The Trump Trumpet
To read today's pre pre pre election coverage one would think that the buffon in chief, aka Donald Trump,
is doing something new. He is not. The Ross Perot snatch and grab and rant and run of the early 90s is the
playbook by which the Donald is creating his strategy.
Outbursts of idiocy and the phony "plain speak" that have punctuated his public appearances appeal to the
"less inclined to think" of Republican voters. And it is, after all, basic physics: the majority of people will take the path
of least resistance. Pondering the consequences of one's pronouncements is not that path. Hence, the images
conjured up by Trump's spewing forth of absurdities is what attracts those whose only reasoning constitutes the
easy to understand scapegoating of every other group except one's own.

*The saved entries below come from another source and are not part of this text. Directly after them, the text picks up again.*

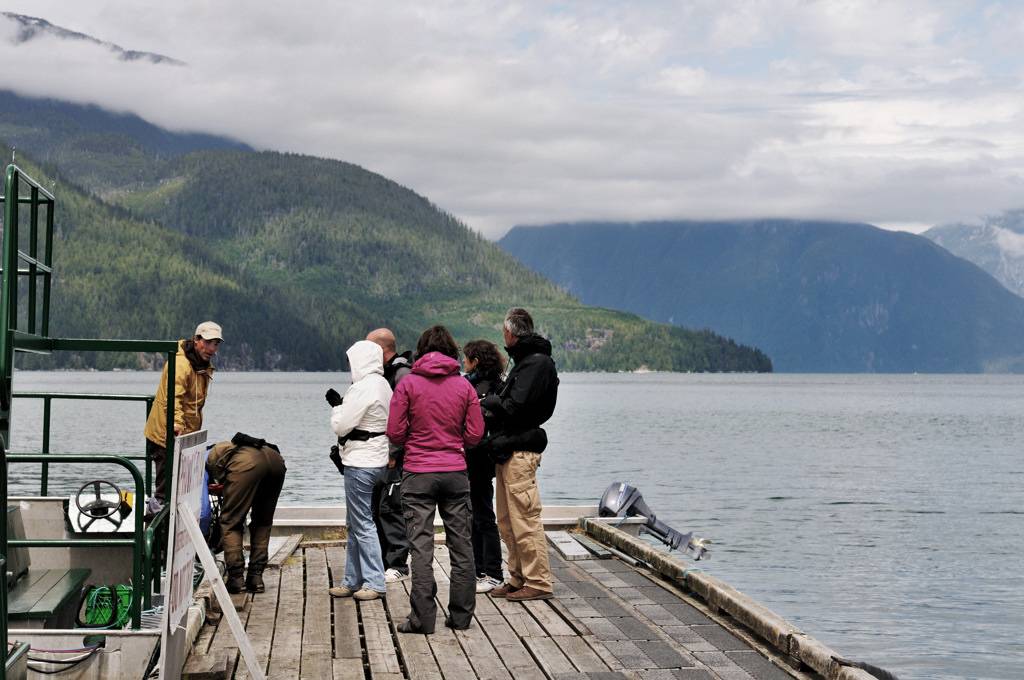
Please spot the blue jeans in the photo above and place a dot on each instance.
(364, 566)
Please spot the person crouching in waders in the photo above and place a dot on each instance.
(253, 472)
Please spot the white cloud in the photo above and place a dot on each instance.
(525, 112)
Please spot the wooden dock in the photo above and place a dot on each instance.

Hitler did it with great success, at least initially. (Not comparing Trump to Hitler, just the modus operandi.)
What thinking people usually fail to grasp is that elections, and all other forms of mass persuasion, are NEVER
based on reason, i.e. rational thought. They are fueled by images that are easy for the simpler minds among us
to understand. Rehtoric is key inasmuch as it creates the oversimplified explanation for the complex problems that the
world generally faces.
This strategy, however, rarely stands the test of time. In today's world of global information virtually available
to most people, this is even less so. When information could be hidden or hard to come by, one could continue the charade
for extended periods of time. But nowadays, that will not work.
As a result, it is just a matter of when Trump's reckoning will come. And when it does, the same people who wonder
at how he sounded so true, will be asking themselves, how they were fooled by such clown - after all he did have the
bulbous nose and the wig and the painted face.


"The liberals can understand everything but people who don't understand them."
Lenny Bruce

"The cleverest of all, in my opinion, is the man who calls himself a fool at least once a month."